Dear Johnny… by Margaret Thacker

I read your obituary in the paper today. It said you were 49 years old when you died. You left to mourn a wife, three children, one grandchild, a sister, and foster parents who steered you in the right direction. You worked for a construction company and were a volunteer fireman. It had been so long since I’d seen you. I was nine and you were ten.

You came to school mid-year, after everyone had been assigned a desk and knew their place on the bus. I was in third grade and you were in fourth. I first saw you coming down the school bus aisle; I noticed you were thin, too thin, with big kneecaps, pulled out from the middle of your legs like they might pop off. Your hands were far flung from your shoulders and your fingers were daddy long leg, spindly. Your clothes were a size too small and stuck to you like they might be wet. Your hair was blond and curly. It hung in ringlets on your shoulders. You kept pushing it back from your face and running your fingers through it front to back.

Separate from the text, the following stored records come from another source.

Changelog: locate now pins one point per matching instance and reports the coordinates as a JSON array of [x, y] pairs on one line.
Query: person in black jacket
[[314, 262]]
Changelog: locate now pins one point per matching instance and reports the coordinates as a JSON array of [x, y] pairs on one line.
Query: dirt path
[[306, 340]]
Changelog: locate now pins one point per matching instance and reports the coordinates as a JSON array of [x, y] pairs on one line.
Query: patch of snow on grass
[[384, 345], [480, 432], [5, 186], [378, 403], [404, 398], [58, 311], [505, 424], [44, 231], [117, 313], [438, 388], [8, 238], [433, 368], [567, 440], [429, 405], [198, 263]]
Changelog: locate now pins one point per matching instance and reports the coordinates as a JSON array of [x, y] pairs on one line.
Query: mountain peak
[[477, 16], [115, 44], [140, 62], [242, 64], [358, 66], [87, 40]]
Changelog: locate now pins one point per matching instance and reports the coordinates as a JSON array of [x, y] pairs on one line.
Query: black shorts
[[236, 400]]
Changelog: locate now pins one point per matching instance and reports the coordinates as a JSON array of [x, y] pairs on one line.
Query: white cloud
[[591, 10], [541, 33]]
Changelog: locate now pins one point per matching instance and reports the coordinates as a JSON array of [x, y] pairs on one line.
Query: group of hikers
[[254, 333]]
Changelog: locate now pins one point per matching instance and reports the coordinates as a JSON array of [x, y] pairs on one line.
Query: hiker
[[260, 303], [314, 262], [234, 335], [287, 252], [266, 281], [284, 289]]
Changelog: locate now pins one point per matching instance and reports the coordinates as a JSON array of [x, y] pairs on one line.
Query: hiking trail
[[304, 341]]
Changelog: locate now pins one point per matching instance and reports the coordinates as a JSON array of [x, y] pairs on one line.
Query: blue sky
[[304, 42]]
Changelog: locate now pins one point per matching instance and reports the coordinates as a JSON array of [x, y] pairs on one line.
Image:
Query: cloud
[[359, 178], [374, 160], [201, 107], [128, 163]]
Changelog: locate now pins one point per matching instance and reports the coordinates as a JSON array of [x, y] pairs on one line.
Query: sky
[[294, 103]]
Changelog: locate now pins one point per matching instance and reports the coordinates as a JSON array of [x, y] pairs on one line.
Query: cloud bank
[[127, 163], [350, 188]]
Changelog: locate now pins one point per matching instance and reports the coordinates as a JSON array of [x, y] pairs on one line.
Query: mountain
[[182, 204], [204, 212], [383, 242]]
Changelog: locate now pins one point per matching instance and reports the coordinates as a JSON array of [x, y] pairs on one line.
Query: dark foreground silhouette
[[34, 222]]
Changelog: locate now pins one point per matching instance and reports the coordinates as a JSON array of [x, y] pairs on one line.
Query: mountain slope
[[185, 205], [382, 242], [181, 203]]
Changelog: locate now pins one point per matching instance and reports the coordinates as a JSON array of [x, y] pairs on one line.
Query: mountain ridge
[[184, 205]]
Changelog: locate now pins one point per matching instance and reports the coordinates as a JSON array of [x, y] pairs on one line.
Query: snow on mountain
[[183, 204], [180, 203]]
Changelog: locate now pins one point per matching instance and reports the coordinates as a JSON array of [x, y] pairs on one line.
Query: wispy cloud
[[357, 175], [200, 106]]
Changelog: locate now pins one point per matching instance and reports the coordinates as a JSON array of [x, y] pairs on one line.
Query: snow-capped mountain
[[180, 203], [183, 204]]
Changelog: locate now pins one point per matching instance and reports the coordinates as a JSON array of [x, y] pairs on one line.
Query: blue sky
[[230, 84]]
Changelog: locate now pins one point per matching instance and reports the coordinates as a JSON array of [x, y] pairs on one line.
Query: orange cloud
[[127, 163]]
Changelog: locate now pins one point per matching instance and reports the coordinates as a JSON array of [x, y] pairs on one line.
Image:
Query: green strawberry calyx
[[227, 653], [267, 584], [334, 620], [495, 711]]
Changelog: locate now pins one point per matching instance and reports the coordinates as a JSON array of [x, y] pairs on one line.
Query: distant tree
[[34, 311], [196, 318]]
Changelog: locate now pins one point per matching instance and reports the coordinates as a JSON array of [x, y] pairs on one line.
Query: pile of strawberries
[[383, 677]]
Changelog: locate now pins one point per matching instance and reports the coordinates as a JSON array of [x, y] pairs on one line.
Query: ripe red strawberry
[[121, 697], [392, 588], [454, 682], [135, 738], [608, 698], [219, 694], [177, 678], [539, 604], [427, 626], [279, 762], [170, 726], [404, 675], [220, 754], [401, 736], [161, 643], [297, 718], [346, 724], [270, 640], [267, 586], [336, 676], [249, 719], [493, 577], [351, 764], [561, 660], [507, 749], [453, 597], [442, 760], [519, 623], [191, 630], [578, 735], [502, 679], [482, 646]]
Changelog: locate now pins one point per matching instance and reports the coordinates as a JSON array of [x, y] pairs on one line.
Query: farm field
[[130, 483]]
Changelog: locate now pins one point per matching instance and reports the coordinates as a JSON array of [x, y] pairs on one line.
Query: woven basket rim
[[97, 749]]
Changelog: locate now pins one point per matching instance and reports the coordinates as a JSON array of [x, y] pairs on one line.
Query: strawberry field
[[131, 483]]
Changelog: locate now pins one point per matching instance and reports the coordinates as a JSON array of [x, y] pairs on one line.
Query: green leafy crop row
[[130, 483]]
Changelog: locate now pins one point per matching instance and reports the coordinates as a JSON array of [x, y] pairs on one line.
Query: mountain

I wanted your hair; it would have made a girl proud. Sometimes, when my mother was brushing my hair, I wished out loud for curls. “Your hair is beautiful,” she’d say, squeezing me tightly, “just like the rest of you. I wouldn’t change a thing about any part of my girl. You’re perfect.”

Kids boarding school bus
Photo by Mark Goebel. CC license.

The school bus was full the day you stepped aboard. I sat next to the window in the back seat. You sat beside me and smiled. I wondered who you were and where you came from, why you didn’t have a backpack or a lunchbox. You did have a pencil behind your ear, peeking out from your curls. You didn’t say anything to me that day. You just sat there, leaning back, your hands clasped behind your head, your feet stretched out under the seat in front of us. I would have felt nervous in your shoes.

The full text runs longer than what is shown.